Incorporating an outside company into yours involves everything from practices and procedures to company culture to safety training. You have to go through a lot of deals to find the perfect fit, said Mike Bogan, CEO of LandCare, at a panel discussion during Lawn & Landscape magazine’s Top 100 Executive Summit held in Cleveland June 6 and 7.
Do the diligence.
While M&A can be exciting, don’t get caught up in the enthusiasm and emotion. Instead, make sure you’re looking at things like location, business mix and, above all, culture. “At the very top of the list, the business has to fit into the culture of our organization,” Bogan said. “The team members of the organization tend to follow their leader. If they buy in, their team will too.”
Expanding is a great opportunity, but it’s also a painstaking process that requires detailed research when done properly. “Researching the company, you use everything that’s available to you – interviews, customers, dealers, website, social media,” Bogan said.
Look at the customer concentration and really dig in. Many companies are in the $6-8 million range with about 350 customers, said Dean Murphy, president of Terracare Associates. “Sometimes it looks right when you first look at customers, but 30 to 50 of the largest are with the same company.”
That’s a customer concentration problem. Also consider how long customers have been with the company and whether or not the company you’re acquiring has been raising their prices.
And don’t forget to inspect the equipment. Terracare looks at each piece of field equipment and pulls oil samples from each truck. “It may sound excessive to some folks, but we do that,” Murphy said, noting that if the oil looks bad, it’s a sign that the company wasn’t doing general upkeep.
On the other hand, Ruppert plans to sell 80 percent of what it acquires so Key and his team just look for wholesale numbers. LandCare also plans to sell most of the equipment from a merger or acquisition. They’ll start with the owner’s assessment and go from there.
Pay attention to people.
It’s important to look to the future as well, particularly in terms of strategic planning. “I think it’s more efficient to understand market-wise where you want to go,” said Phil Key, partner, Ruppert Companies.
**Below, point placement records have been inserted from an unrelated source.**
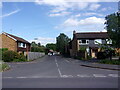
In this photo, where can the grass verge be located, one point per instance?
(106, 61)
(4, 67)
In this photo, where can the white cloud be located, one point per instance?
(64, 5)
(88, 21)
(103, 9)
(44, 40)
(11, 13)
(0, 4)
(78, 15)
(59, 14)
(91, 13)
(104, 30)
(94, 6)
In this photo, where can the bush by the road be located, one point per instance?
(101, 55)
(9, 56)
(115, 62)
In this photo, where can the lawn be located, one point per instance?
(3, 66)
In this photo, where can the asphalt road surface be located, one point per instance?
(57, 72)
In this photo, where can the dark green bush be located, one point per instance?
(101, 55)
(115, 62)
(9, 56)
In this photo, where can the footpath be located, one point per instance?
(95, 64)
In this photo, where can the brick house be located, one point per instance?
(88, 40)
(14, 43)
And the one thing to never forget, no matter if you decide to acquire or merge with another company or not, is that you can always take away something from any company you’re looking at. “Never think you can’t,” Murphy said.
Once you’ve made the transition, it’s a matter of communication with your customers to make sure they keep your services. Key said keeping the crews in place on the routes is always best. He says the process of transitioning takes about three months at Ruppert.
His company sends out an initial letter and schedules meetings with larger clients to explain how the transition will work. “To some degree, it’s no different than transitioning when an employee is promoted,” he said.
You have to keep the account managers engaged, Bogan said. If the higher-ups in the company don’t want to be a part of what’s happening, it’s easy for them to leave and start their own business, taking a big chunk of your customers with them.
To make the transition as painless as possible, be transparent throughout the merging or acquiring process. “Try to get out in front of negative anticipation,” Murphy said. “Unfortunately, people have a sense that if you’re sold, that means something bad – ‘Something is going to change and I’m not going to like it.’”
He recommends trying to have individual conversations and allowing employees to ask questions to dissuade their fears.
At the end of the day, remember what you’re really buying. It’s not the brand; it’s the people and the customer accounts, Murphy said. “To me, at the end of the day, we’re going to run the business the way we’re going to run the business.”